Yo no soy de las que se molestan cuando me mezclan la política con el entretenimiento. Me gusta, de hecho, pero en el contexto de una ceremonia como esta, con el estado emocional del mundo, ¿qué necesidad de no poner a uno de los grandes conductores para hacernos reír un poco? No le hubiera quitado nada al mensaje que se mandó al ver esas películas hechas y nominadas; ni siquiera les hubiera quitado tiempo de la ceremonia de estar bien planeado, porque los largos discursos honrando a todos fueron lindos, pero para los que veían de fuera parecían cartas de amor aburridas. Extrañamente ajenas para el público en general y nada en el sentido de promover el regreso a los cines.

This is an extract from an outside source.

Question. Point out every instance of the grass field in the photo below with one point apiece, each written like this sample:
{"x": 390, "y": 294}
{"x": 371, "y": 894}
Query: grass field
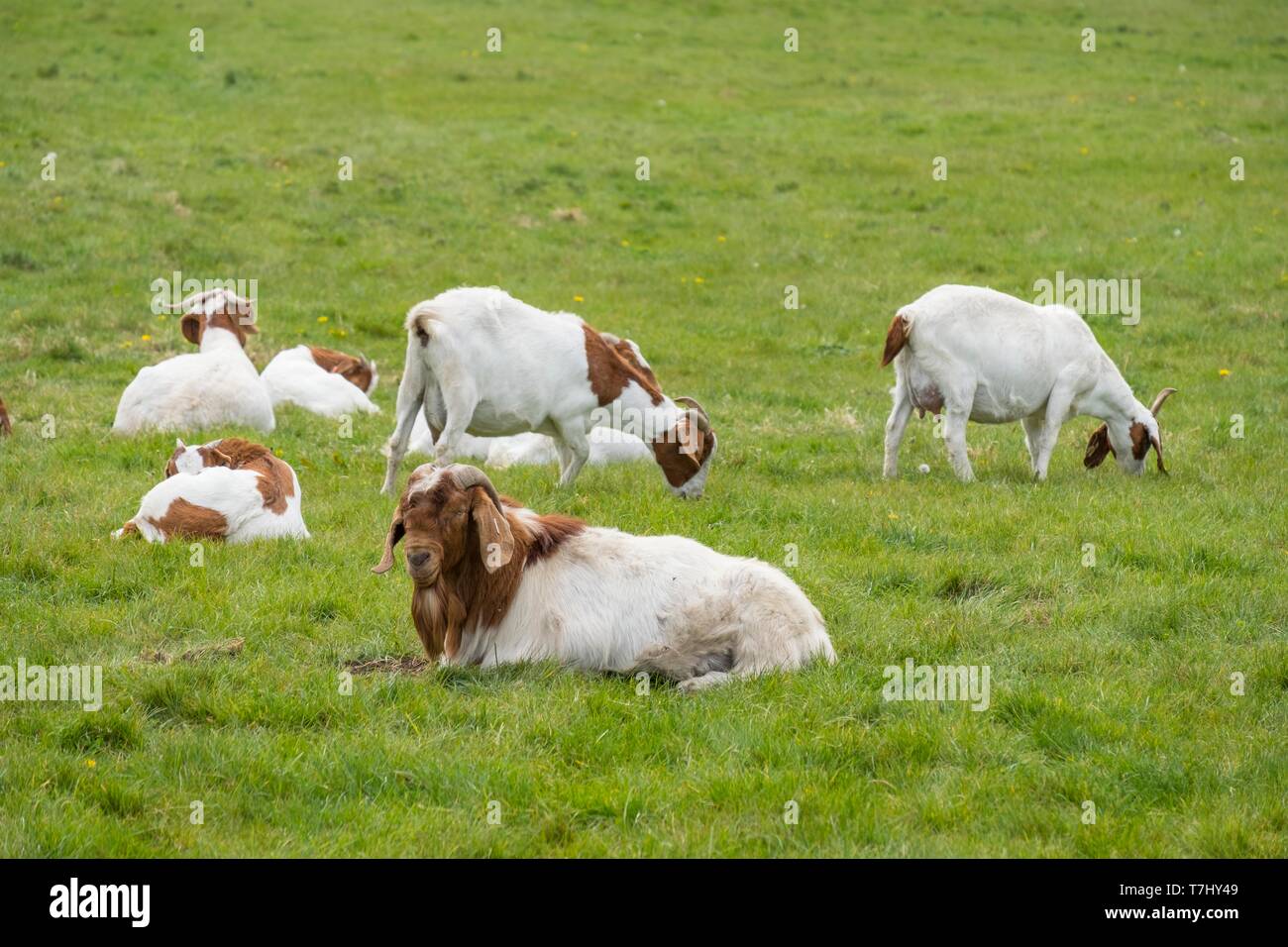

Luego la decisión de la producción de cambiar el tradicional final de Mejor Película fue el epítome de lo anticlimático. Sabemos que querían que nos fuéramos conmovidos con el Oscar póstumo de Chadwick Boseman, pero eso no ocurrió. En su lugar, Anthony Hopkins se aventó un pequeño video desde su granja en Gales. Merecido el reconocimiento, pero hablando de la ceremonia, llevada a cabo en una estación de trenes, todo pareció una tremenda colisión de lo que debe ser y de lo que querían que fuera. No, sirviendo a tantos amos, esta ceremonia NO se podía salvar. Lo siento.